Search code examples
azure-databricksazure-cognitive-services

Databricks Azure Form Recognizer library for Python failing: Content type could not be auto-detected. Please pass the content_type keyword argument


I using the guide from https://learn.microsoft.com/en-us/python/api/overview/azure/ai-formrecognizer-readme?view=azure-python to recognize content with Databricks.

The code that I'm using is

from azure.ai.formrecognizer import FormRecognizerClient
from azure.core.credentials import AzureKeyCredential

endpoint = "https://<region>.api.cognitive.microsoft.com/"
credential = AzureKeyCredential("<api_key>")

form_recognizer_client = FormRecognizerClient(endpoint, credential)
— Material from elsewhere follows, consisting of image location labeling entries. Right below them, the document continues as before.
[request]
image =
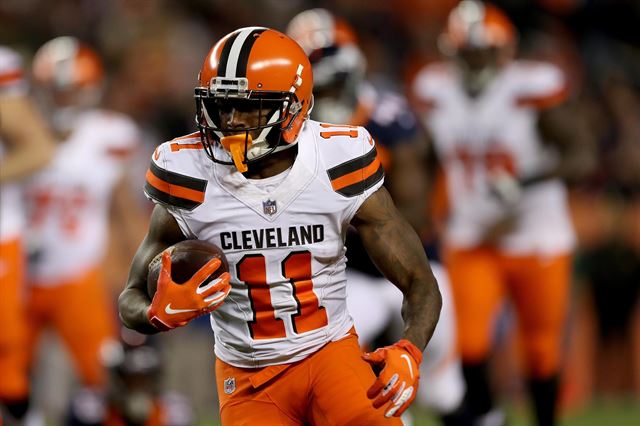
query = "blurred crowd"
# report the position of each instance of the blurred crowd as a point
(152, 51)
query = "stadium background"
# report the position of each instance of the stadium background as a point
(153, 49)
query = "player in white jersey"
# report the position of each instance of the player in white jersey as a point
(495, 122)
(342, 94)
(25, 146)
(69, 205)
(278, 197)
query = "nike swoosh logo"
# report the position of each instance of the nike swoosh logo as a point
(169, 310)
(406, 358)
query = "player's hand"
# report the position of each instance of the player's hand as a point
(398, 379)
(174, 305)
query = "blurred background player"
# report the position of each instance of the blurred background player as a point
(342, 94)
(505, 140)
(25, 146)
(133, 393)
(69, 205)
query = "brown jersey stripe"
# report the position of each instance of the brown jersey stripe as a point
(359, 187)
(174, 190)
(168, 199)
(356, 176)
(176, 179)
(352, 165)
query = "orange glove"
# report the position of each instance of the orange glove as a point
(174, 305)
(398, 380)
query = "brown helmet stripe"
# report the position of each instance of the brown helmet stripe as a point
(224, 56)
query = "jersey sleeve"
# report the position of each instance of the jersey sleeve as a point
(177, 192)
(542, 86)
(352, 164)
(12, 81)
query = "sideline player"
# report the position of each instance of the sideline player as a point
(504, 141)
(69, 206)
(342, 94)
(277, 198)
(25, 146)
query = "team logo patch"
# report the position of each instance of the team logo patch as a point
(229, 385)
(269, 207)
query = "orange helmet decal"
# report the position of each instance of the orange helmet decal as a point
(479, 25)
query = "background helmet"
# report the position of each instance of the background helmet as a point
(338, 63)
(481, 38)
(68, 75)
(253, 68)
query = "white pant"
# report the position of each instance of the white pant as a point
(375, 302)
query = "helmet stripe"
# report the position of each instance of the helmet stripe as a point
(237, 47)
(224, 56)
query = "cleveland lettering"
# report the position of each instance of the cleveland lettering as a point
(272, 237)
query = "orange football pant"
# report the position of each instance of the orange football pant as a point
(327, 388)
(538, 287)
(80, 311)
(14, 382)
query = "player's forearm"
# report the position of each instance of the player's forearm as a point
(132, 306)
(421, 310)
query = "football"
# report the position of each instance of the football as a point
(186, 259)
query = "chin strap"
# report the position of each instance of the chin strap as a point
(235, 144)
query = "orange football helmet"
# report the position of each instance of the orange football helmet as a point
(253, 68)
(68, 75)
(481, 39)
(338, 63)
(474, 24)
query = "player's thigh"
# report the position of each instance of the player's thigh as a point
(540, 291)
(478, 290)
(442, 389)
(13, 354)
(86, 323)
(340, 379)
(280, 400)
(367, 305)
(11, 292)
with open("/dbfs/mnt/lake/RAW/export/sentimenttest.txt", "rb") as fd:
    form = fd.read()

poller = form_recognizer_client.begin_recognize_content(form)
form_pages = poller.result()

for content in form_pages:
    for table in content.tables:
        print("Table found on page {}:".format(table.page_number))
        print("Table location {}:".format(table.bounding_box))
        for cell in table.cells:
            print("Cell text: {}".format(cell.text))
            print("Location: {}".format(cell.bounding_box))
            print("Confidence score: {}\n".format(cell.confidence))

    if content.selection_marks:
        print("Selection marks found on page {}:".format(content.page_number))
        for selection_mark in content.selection_marks:
            print("Selection mark is '{}' within bounding box '{}' and has a confidence of {}".format(
                selection_mark.state,
                selection_mark.bounding_box,
                selection_mark.confidence
            ))

You will notice the path that I'm using is

/dbfs/mnt/lake/RAW/export/sentimenttest.txt

When I execute the code I get the error:

ValueError: Content type could not be auto-detected. Please pass the content_type keyword argument.

Can someone let me know what I need to do to fix this


Solution

  • Prerequisites

    • Python 2.7, or 3.5 or later is required to use this package.

    • You must have an Azure subscription and a Cognitive Services or Form Recognizer resource to use this package.

    Extract text and content/layout information from a given document. The input document must be of one of the supported content types - 'application/pdf', 'image/jpeg', 'image/png', 'image/tiff' or 'image/bmp'.

    New in version v2.1: The pages, language and reading order keyword arguments and support for image/bmp content

    Refer this link for more information